If your family can’t offer your partner the in-law relationship he deserves, and especially if he has a strained relationship with his own family, it can be beneficial to you both to create a “family by choice” of sorts amongst friends and acquaintances. Perhaps there’s an older person or couple without kids who could use someone checking in on them and can provide the warmth and support you both crave at the holidays or a few times a month. Maybe there’s a mentorship program where you can both support a child in need through fun, shared experiences. Even friends of your generation can become as close to you as siblings. Spend more time with people who support your relationship than with those who don’t. You and your loved can lead a fulfilling life even if you don’t have family support.

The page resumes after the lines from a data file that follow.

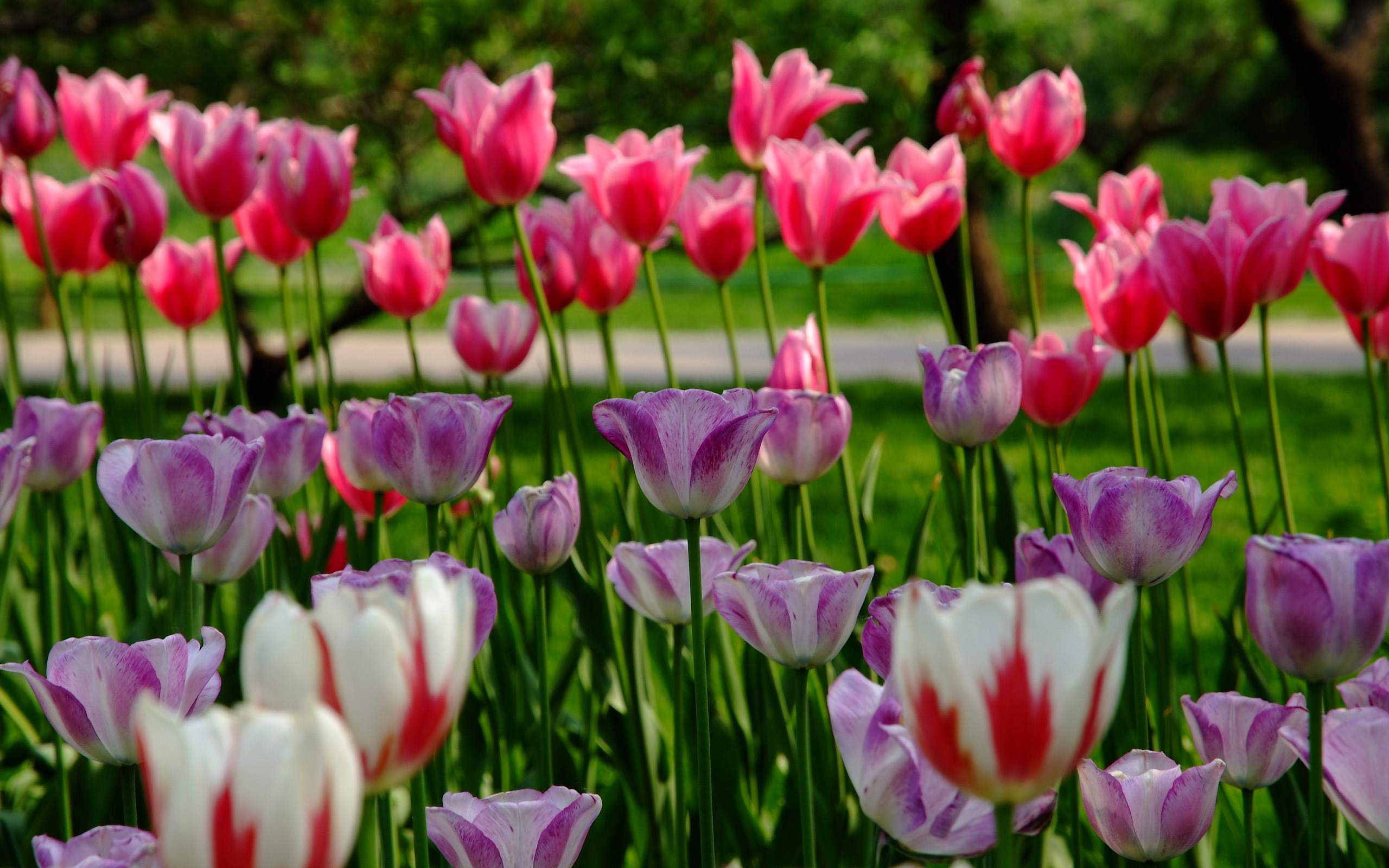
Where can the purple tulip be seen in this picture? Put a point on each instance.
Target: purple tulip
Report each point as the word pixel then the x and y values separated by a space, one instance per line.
pixel 807 437
pixel 882 617
pixel 65 439
pixel 656 579
pixel 92 685
pixel 99 847
pixel 1244 732
pixel 693 450
pixel 1035 557
pixel 294 445
pixel 434 446
pixel 399 573
pixel 1145 807
pixel 971 398
pixel 902 792
pixel 1355 767
pixel 513 829
pixel 1138 528
pixel 797 613
pixel 1317 608
pixel 180 495
pixel 538 528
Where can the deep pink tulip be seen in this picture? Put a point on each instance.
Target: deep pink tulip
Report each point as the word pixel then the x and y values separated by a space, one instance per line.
pixel 1117 286
pixel 106 118
pixel 405 273
pixel 716 220
pixel 1352 261
pixel 824 197
pixel 210 153
pixel 1057 384
pixel 490 338
pixel 309 178
pixel 781 107
pixel 1038 124
pixel 635 182
pixel 28 118
pixel 504 134
pixel 966 106
pixel 926 212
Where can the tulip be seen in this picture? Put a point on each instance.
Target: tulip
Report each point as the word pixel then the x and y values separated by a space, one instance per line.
pixel 490 338
pixel 1145 807
pixel 539 527
pixel 806 438
pixel 294 445
pixel 716 220
pixel 517 829
pixel 1038 124
pixel 432 448
pixel 967 678
pixel 966 106
pixel 405 273
pixel 1242 732
pixel 65 439
pixel 1056 384
pixel 251 787
pixel 505 135
pixel 1317 608
pixel 93 682
pixel 28 118
pixel 635 184
pixel 899 790
pixel 656 579
pixel 784 106
pixel 971 398
pixel 692 450
pixel 1119 289
pixel 393 664
pixel 924 213
pixel 180 495
pixel 106 118
pixel 212 155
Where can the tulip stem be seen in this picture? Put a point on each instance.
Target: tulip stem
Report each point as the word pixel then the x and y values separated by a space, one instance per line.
pixel 702 737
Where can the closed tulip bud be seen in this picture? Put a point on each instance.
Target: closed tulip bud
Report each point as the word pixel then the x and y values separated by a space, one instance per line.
pixel 65 439
pixel 693 452
pixel 797 613
pixel 106 118
pixel 1145 807
pixel 1011 686
pixel 1317 608
pixel 971 398
pixel 93 684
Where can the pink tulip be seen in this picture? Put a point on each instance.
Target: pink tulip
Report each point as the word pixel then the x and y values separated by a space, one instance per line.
pixel 716 220
pixel 824 197
pixel 966 106
pixel 405 273
pixel 504 134
pixel 492 339
pixel 635 182
pixel 309 178
pixel 926 212
pixel 1056 384
pixel 782 107
pixel 1038 124
pixel 106 118
pixel 1352 261
pixel 1117 286
pixel 212 155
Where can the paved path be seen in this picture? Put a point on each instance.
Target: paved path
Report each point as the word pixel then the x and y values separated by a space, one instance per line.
pixel 700 358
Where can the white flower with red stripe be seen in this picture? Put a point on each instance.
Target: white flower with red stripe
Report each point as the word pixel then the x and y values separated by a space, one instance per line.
pixel 1011 686
pixel 393 661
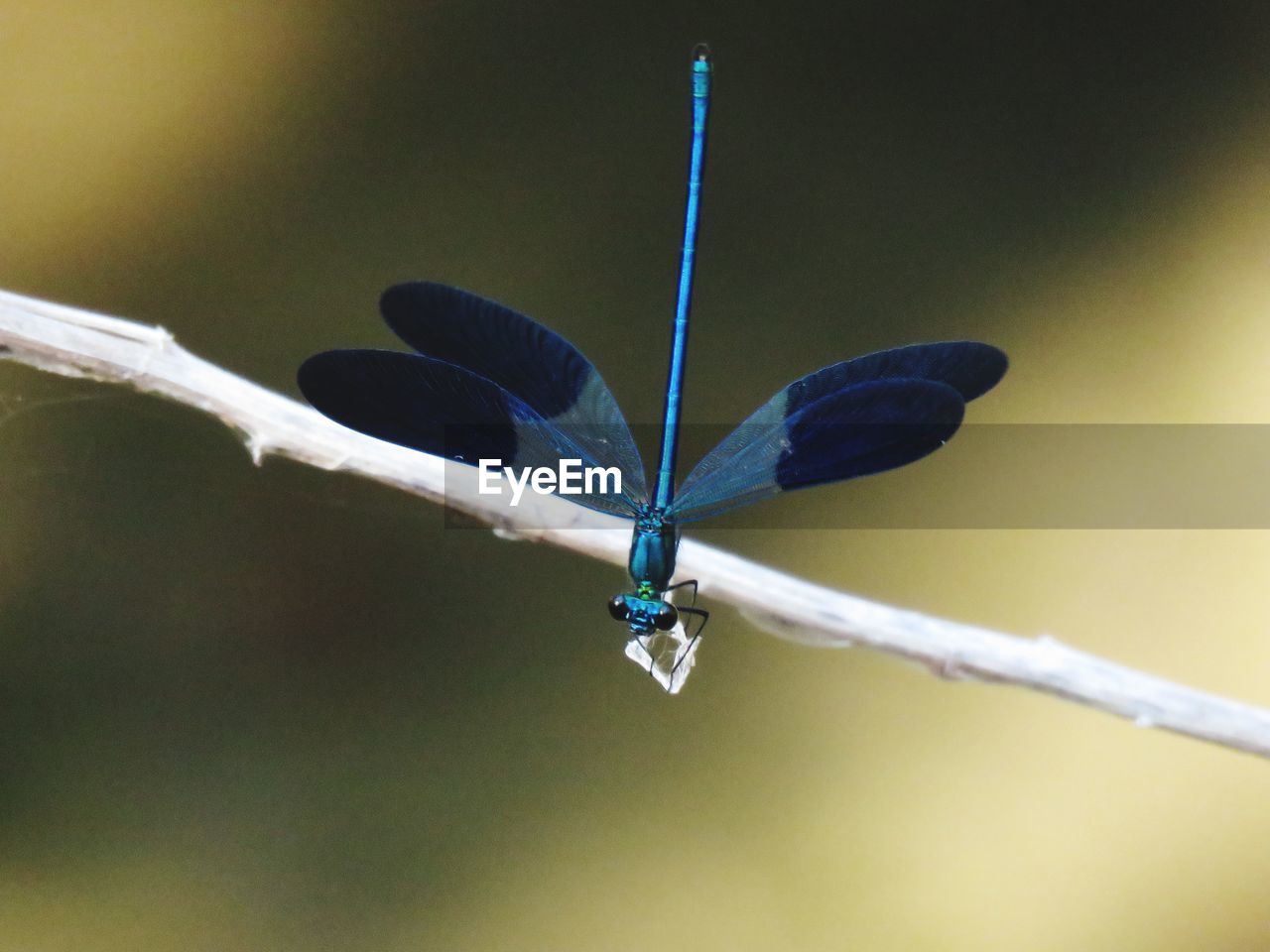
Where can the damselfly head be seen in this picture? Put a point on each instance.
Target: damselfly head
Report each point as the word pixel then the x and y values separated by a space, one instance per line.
pixel 643 615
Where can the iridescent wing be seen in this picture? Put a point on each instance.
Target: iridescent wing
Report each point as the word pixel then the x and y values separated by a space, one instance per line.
pixel 530 362
pixel 851 419
pixel 445 411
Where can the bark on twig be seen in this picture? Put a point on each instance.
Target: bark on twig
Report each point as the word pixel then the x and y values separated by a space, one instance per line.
pixel 75 343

There are many reasons why a family could disapprove of a relationship. While it’s important you listen to what they have to say – as sometimes it’s hard to see an abusive relationship, for example, if you’re not able to view it objectively like your family – if it’s really because of stubbornness or prejudice from your family, they leave you no choice but to put your partner first. Don’t feel ashamed if you must eventually cut off ties with them, especially if they were ever abusive to you themselves, but do it with the guidance of a trained therapist. That way, you’ll have the additional analysis and foresight to make sure you’re not choosing a dangerous partner over a concerned family but rather a loving partner over a family that isn’t supportive.